The early idea came from starting an 'anti-agency' where we positioned ourselves as an extension of our clients, working with them in a fractional capacity but serving as a trusted partner of the business and advising on unbiased, holistic marketing strategy. We had both been burnt by shady practices of less-than-desirable agencies we've worked with and for, and we set out to provide a marketing agency that could do it all. We brainstormed all the possible things we could do for our future clients, created a business plan, registered the business, had our technology set up, created a website, launched it on a couple of social media channels, and waited for the business to start rolling in.

That was our first mistake, and one that we work with clients on not making as it's a huge marketing no-no - we were trying to be all things to all people. After not having our phones ring off the hook like we expected they would, we started networking like crazy. Thanks to some incredible people in our network making priceless introductions, we began meeting with people who we had the opportunity to pitch our services to. In our early pitch meetings, we said that we could do it all, resulting in confused prospects unsure of exactly what we could do for them. It was a necessary exercise in networking, speaking to as many people as possible to find out what type of support they could benefit from, and tailoring our offering towards that - "finding the intersection between our expertise and what our market is looking for" is how I put it - and amazingly, after some back and forth, some of these meetings eventually led to proposals and then clients.

Now, 6 months in, much to our relief, our focus has shifted from predominantly prospecting to predominantly project and retainer based work for a diverse and exciting array of clients. And, in true start-up fashion, while it was a significant financial adjustment for both of us as we moved from comfortable executive salaries to working for every dollar that comes in, we couldn't be prouder of the growth trajectory we've seen in 6 months and couldn't be more appreciative of the contacts we've made. We've been exposed to the inner-workings of many different businesses, worked with some amazing business owners, and have built our own business the way we want it, and it's working.

Advice for budding entrepreneurs

To anyone else thinking of taking the plunge into starting your own business, I think there's no better time than now and I wouldn't change my experience for the world. But, here are some of the things I've learnt along the way that might help you.

1. It's really hard work, and it doesn't stop

I worked really hard and really long hours at my full-time job, and I know most other people do too so I'm not discounting that, but running your own business is something else. There's a direct correlation between what you spend your time on and your livelihood, and as a start-up there are many times where you have no idea if you're focussed on the right thing, resulting in so many ups and downs (often in the same day) and time spent questioning your decision to move away from that stable monthly salary to put yourself through starting a business. It gets better, and will hopefully be worth it in the end, but I don't want to sugarcoat it.

2. Do your homework

Firstly, know what you can offer that is valuable, and then find out if people are willing to pay you to do it. It sounds like common sense but you'll expedite the early stages of fumbling around and not making much money by spending enough time doing your due diligence and then putting yourself or your business out there that way.

3. It's what you know and who you know

Without the connections that people in our extended network made for us, we wouldn't be in business today.

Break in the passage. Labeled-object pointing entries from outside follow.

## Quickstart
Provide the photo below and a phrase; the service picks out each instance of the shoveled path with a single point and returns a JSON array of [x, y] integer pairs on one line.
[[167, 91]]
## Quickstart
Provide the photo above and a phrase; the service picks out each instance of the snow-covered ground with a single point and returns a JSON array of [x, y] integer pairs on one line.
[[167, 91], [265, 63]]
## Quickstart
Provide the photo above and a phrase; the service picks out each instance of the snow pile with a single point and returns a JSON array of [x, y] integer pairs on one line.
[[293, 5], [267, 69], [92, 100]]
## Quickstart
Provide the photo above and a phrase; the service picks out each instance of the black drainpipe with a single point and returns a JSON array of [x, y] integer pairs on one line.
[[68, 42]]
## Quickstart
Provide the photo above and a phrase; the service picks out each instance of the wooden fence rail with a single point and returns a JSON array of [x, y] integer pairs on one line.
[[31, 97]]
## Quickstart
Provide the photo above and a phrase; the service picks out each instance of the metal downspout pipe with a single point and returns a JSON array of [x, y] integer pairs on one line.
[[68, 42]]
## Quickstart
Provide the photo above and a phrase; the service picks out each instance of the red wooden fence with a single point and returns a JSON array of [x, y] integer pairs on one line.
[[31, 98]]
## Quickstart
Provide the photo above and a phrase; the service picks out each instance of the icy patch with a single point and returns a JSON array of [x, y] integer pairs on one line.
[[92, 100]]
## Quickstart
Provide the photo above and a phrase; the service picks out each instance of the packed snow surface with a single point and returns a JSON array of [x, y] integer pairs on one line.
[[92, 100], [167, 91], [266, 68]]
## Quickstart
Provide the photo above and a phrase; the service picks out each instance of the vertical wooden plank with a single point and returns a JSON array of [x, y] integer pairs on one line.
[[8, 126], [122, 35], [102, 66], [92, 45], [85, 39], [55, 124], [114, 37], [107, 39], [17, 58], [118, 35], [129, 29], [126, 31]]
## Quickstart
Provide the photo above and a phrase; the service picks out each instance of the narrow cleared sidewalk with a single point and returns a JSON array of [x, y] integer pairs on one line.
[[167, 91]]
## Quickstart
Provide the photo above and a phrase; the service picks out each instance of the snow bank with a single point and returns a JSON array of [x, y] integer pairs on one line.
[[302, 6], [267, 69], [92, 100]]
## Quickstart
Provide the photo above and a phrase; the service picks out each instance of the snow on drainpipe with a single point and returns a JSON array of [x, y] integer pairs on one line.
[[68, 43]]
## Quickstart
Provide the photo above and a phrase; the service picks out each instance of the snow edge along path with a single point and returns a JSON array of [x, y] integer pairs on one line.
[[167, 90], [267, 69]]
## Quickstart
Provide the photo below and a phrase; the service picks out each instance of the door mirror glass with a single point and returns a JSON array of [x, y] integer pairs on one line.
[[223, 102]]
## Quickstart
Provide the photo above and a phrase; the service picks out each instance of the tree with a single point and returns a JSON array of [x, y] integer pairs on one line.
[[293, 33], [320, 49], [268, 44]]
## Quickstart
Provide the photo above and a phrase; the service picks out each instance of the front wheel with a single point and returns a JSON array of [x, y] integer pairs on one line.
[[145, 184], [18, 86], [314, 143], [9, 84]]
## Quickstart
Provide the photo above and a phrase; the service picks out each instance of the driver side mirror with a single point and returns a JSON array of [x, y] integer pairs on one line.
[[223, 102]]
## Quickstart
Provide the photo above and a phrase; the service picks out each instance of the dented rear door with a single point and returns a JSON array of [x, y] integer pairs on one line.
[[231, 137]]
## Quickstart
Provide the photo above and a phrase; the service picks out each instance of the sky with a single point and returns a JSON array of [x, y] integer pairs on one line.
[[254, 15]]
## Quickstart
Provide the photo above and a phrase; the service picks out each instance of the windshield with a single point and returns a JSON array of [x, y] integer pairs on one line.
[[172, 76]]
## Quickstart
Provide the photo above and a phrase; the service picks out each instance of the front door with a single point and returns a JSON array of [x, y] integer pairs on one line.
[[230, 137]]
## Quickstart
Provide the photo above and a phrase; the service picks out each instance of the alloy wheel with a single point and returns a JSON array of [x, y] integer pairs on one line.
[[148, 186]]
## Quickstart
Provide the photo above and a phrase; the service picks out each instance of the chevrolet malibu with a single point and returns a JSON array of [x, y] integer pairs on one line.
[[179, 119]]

The outpouring of support in the form of introductions, referrals, and generally people taking a chance on us, has been such an amazing example of humanity for us. We've had an overwhelming amount of support from amazing people, ranging from some of our closest friends and family giving us work through to distant connections going out of their way to vouch for us, and we couldn't be more grateful.

Author

Aaron Stubbings

Aaron Stubbings

Bachelor of Business (Marketing) Alumnus with over 10 years experience working in a corporate Marketing role and now the Co-Founder & Director of Ripp Marketing.